Just as people who have not seen each other for a long time are able to detect physical changes of each other at the moment of reunion, when I came back to Hong Kong after being away for a year, I was able to make observations about the people that I had taken for granted my whole life.

What struck me most was Hong Kong people is that there are such a lot of them. This may sound like truism, but coming back from Prince Edward Island, the population density of which is only about 1/250 of Hong Kong (and the island is already Canada’s most densely populated province!), I couldn’t help notice that I was always among a crowd of people.

Having so many people around is likely to make one feel they are too close for comfort. This may be the case even in the countryside where one is supposed to be able to get away from it all. In two or three hikes I did during the trip, I had to adjust my pace because there had been other hikers close by walking in the same pace as me and the hiking partner(s) I was talking to.

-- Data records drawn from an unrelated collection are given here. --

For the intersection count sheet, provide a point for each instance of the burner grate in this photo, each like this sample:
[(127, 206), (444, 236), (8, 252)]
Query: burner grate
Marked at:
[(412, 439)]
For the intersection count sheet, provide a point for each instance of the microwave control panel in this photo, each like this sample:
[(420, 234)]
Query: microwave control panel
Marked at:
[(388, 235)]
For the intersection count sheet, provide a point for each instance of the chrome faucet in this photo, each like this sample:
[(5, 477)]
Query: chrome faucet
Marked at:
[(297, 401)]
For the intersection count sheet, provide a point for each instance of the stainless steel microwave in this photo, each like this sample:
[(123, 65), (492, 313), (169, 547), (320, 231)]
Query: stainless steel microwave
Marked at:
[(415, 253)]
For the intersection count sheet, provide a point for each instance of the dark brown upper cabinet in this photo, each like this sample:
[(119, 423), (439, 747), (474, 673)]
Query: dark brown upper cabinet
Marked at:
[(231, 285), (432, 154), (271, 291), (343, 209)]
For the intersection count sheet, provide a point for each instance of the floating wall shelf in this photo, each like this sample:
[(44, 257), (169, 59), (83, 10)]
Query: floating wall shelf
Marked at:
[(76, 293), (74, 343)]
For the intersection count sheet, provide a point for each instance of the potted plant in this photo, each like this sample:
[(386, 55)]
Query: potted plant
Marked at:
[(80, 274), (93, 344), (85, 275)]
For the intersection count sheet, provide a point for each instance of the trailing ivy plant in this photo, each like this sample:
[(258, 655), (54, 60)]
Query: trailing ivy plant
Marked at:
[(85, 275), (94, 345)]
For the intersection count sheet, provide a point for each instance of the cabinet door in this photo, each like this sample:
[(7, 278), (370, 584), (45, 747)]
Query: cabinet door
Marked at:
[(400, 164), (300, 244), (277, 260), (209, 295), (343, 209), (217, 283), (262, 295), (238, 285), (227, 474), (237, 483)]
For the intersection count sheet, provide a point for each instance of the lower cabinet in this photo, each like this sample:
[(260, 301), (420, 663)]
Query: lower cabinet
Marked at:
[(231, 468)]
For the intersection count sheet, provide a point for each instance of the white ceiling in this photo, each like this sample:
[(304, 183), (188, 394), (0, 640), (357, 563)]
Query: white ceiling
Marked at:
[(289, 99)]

I just didn’t like sharing our conversations with strangers or disturbing others with our speech. 

With so many people around, one cannot be bothered with etiquette. In a sparsely populated country like Canada, people do not cross path frequently. And when they do, they are quick to give way or apologise if they do get in the way of each other. Not in Hong Kong. The large number of commuters, most of whom are in a hurry, always strive to get a step ahead of others. It always happens that one commuter cuts across another, just six inches in front, and neither has an issue with it. Just don’t bump into each other or step on each others’ toes.

Not only are most people in a hurry but also they look cheerless or wear a long face. Knowing this birthplace of mine well, I am guessing that for some it may be a sense of self-importance while for others it may be the burden of life or whatever business they have to handle shortly. It is obvious from these people’s faces that this is a city which, for all its affluence, does not have much capacity for happiness. This observation is in line with the findings of the latest Smiling Report released by Better Business World Wide. Based on the investigation of Mystery Shopping Providers in 69 countries, Hong Kong is fifth from the bottom in terms of smiles offered by service providers in different industries.

They say that money cannot buy you happiness. Just ask the people of Hong Kong.